NFL Smoke and Mirrors: The Tennessee Titans

A few weeks ago, the Titans were sitting at 3-1, which included a thoroughly convincing win over the Ravens, with their lone blemish an opening week loss to the Jaguars. Hasselbeck looked to be having a resurgent season, and all discussion of a lost season were put in the back burner and they were viewed as possible real contenders with the Colts deposed, and the lone real threat being the Texans. Two weeks later, after consecutive blowout losses to the Steelers and Texans respectively, the Titans have fallen back to 3-3.

So what, pray tell, happened, and who are the real Titans? Unfortunately for Titans’ fans everywhere, the team is much closer to the last losses than that beginning. Let us first dispense with the offense. Hasselbeck has done from resurgent quarterback to being shut down. Some will point to injuries to players like Kenny Britt being the cause. But in reality, while that did not help, it was inevitable.

Hasselbeck’s early season success predicated on two things. First, easy transition to having being exposed and familiar with Chris Palmer’s system already. Second, and what was really overlooked, was that Palmer adapted for the learning curve by essentially simplifying passing situations. He created schemes and progressions that literally only covered a third of the field. This enabled the veteran Hasselbeck to quickly transition to a new offense.

This would not last. Defenses learn. And they were starting to pick it up already, as they were looking for keys on which third of the field was being leveraged, and shutting that down. The injury to Britt made this worse. Prior to his injury, the Titans would equally key off Nate Washington or Britt. With Britt’s injury, in essence, the defense could simply key off Washington. Rolling coverage eliminated the quick drops and reads. Coupled with the defused offensive line and run attack, and the Titans’ offense was out of fuel.

The defense has not changed. They are a marauding defense, given to big plays both positive and negative. But they are predicated on size and speed. With an inept offense sputtering, the defense is apt to tire, unable to recoup between series.

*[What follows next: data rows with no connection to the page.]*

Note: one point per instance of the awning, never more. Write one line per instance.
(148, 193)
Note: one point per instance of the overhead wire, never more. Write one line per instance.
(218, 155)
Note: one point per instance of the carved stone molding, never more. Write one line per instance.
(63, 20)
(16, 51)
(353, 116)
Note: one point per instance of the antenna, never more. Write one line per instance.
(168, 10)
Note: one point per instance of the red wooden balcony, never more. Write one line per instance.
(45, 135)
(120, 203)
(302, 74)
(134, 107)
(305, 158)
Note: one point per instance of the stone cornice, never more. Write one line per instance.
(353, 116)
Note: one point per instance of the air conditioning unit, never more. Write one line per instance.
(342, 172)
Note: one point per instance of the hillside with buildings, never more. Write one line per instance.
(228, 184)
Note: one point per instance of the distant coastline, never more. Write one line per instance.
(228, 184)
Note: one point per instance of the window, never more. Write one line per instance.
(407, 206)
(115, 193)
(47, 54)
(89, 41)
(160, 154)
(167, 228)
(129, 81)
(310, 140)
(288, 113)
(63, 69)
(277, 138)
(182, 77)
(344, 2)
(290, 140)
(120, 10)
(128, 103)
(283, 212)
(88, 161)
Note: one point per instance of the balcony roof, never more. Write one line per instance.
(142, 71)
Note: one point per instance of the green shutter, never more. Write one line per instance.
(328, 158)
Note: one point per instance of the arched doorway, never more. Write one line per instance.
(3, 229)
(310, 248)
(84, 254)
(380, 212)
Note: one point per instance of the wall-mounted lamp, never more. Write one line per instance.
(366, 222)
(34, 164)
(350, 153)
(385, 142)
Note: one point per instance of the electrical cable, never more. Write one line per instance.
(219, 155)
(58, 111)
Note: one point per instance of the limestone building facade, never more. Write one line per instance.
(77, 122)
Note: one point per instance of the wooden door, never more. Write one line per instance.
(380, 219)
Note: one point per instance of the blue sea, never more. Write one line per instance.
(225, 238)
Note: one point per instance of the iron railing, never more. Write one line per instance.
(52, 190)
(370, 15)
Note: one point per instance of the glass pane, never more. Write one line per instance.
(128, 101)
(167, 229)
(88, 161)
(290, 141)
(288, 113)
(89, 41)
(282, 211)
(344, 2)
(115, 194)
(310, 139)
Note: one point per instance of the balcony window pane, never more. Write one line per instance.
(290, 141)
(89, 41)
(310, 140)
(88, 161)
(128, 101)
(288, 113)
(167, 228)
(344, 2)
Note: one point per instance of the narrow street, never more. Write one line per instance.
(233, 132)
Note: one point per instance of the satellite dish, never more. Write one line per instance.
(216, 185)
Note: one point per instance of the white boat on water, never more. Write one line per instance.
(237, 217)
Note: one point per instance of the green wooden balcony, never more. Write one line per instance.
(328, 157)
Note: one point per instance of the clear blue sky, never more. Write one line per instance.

The answer? Unfortunately, it is not as simple as to say, change the schemes. They do not have the personnel, talent-wise, to adjust quickly. They were winning early on by out-scheming and leveraging the talent pool to the maximum. That was about as good as they could possibly play. Might they make adjustments to bring them back closer to the fold? Yes. But it is not sustainable, as they simply have a gap in the talent pool.